Tickets_Brazil World Cup
A Colombian fan displays his FIFA 2014 World Cup tickets for the match between Colombia and Greece, in Rio de Janeiro on April 18, 2014. FIFA Venue Ticketing Centres opened in host cities on Friday. Reuters/Ricardo Moraes

FIFA says more than 1,300 World Cup ticket buyers will have to exchange tickets as they are no longer associated with valid seats for the opening game between Brazil and Croatia on Thursday. According to the governing body, this same snafu has occurred at previous World Cups, due to stadium configuration, and is not related to the larger problems that have plagued host country Brazil as it preps for the international soccer tournament.

According to Associated Press, FIFA contacted 1,376 2014 World Cup ticketholders on Saturday after it had finalized plans for the location of the media area and broadcast operations at Arena Corinthians, located in Sao Paulo. According to the organization, “FIFA has now been able to validate all stadia and took note that in some few instances the seating configurations as well as the signage were not exactly built as per the submitted maps.”

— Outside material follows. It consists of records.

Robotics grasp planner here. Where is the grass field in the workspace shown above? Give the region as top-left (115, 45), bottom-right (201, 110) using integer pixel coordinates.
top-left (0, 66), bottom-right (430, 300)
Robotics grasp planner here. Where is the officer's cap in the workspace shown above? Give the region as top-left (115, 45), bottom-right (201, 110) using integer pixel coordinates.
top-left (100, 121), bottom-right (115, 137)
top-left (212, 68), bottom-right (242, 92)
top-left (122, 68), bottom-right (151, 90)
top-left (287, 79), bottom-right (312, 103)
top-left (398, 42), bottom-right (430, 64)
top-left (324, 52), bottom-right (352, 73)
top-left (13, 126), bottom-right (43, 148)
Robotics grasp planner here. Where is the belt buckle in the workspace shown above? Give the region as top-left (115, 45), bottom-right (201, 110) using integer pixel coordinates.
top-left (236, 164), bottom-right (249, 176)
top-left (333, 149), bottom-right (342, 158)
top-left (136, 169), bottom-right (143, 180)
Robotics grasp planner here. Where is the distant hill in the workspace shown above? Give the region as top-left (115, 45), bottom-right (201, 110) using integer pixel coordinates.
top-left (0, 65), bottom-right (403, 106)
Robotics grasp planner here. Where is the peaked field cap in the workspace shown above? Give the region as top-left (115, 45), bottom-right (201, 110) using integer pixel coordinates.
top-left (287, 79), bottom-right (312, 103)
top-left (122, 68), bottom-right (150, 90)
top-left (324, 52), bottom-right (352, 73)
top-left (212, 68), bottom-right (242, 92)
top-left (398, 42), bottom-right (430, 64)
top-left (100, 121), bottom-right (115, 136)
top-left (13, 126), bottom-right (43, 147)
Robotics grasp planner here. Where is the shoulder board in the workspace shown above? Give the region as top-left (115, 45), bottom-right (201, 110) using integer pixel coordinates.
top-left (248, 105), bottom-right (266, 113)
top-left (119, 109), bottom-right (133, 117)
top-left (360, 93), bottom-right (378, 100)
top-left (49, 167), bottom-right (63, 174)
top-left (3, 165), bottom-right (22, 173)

The affected ticketholders will need to exchange their tickets at the stadium on Thursday or at one of the 24 official ticketing centers located throughout Brazil. A similar situation occurred during the 2013 Confederations Cup, held in Brazil, when ticketholders were told of the change at the stadium on match day. World Cup fans do not buy tickets associated with specific seats, tickets are sold in one of four categories with seats assigned following the finalization of seating charts.

FIFA said it has sold close to 3 million tickets for this year's World Cup, with 60 percent of tickets purchased by Brazilians followed by residents of the U.S., Argentina, Germany and England. Despite the full support of the governing body, there have been plenty of concerns over stadium construction, infrastructure and lack of support by Brazilians.